Con igual grado de espíritu documental se desarrolló la pintura realista que retrataba ambientes, hábitos, y situaciones de la vida cotidiana, en una doble propuesta de temática costumbrista llena de tipismo local, amable y colorista, y otra de crítica social que denunciaba las desigualdades y las dramáticas experiencias de los más pobres. En la colección del Museo de La Rioja abundan los primeros: El chiquillo de José Pueyo, La toilette, de Federico Godoy y Castro, Pelusa de Carlos Verger y Fioretti, o Un ciudadano más de José Bermejo. Pero Inclusero de Rafael de la Torre Estefanía, del mismo año, narra la terrible situación de la madre que tiene que entregar a su hijo en la inclusa por no poder alimentarlo, e igual dramatismo puede desprenderse del interior del hospital que evoca Pobre padre mío de Ramón Pulido.

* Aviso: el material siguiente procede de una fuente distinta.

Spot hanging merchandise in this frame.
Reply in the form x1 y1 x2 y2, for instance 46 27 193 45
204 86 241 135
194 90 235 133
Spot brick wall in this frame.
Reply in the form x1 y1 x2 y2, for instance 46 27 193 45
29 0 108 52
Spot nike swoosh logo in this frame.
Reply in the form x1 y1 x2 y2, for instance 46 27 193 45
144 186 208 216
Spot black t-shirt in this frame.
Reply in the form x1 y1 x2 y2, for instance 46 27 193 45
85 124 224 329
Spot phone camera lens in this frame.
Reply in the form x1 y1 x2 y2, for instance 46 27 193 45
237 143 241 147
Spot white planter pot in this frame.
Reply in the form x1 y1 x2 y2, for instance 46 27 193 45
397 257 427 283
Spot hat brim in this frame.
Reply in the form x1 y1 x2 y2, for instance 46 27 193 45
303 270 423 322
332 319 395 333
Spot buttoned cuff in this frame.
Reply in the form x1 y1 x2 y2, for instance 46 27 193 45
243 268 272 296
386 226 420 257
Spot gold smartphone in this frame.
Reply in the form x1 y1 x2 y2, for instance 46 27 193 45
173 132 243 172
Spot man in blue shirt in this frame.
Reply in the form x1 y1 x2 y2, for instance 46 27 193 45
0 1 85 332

Con el mismo deseo de narración de la realidad se desarrolla ahora el paisaje, sobre todo a partir de la llegada en 1860 de Carlos de Haes a la cátedra de paisaje de la Academia de Bellas Artes de San Fernando. A partir de él, los pintores sacan los caballetes al campo y toman sus escenas del natural, como Una carballera en Asturias de Manuel Ramos Artal, y Árboles en flor, 1884, y Primavera, 1901, de Agustín Lhardy.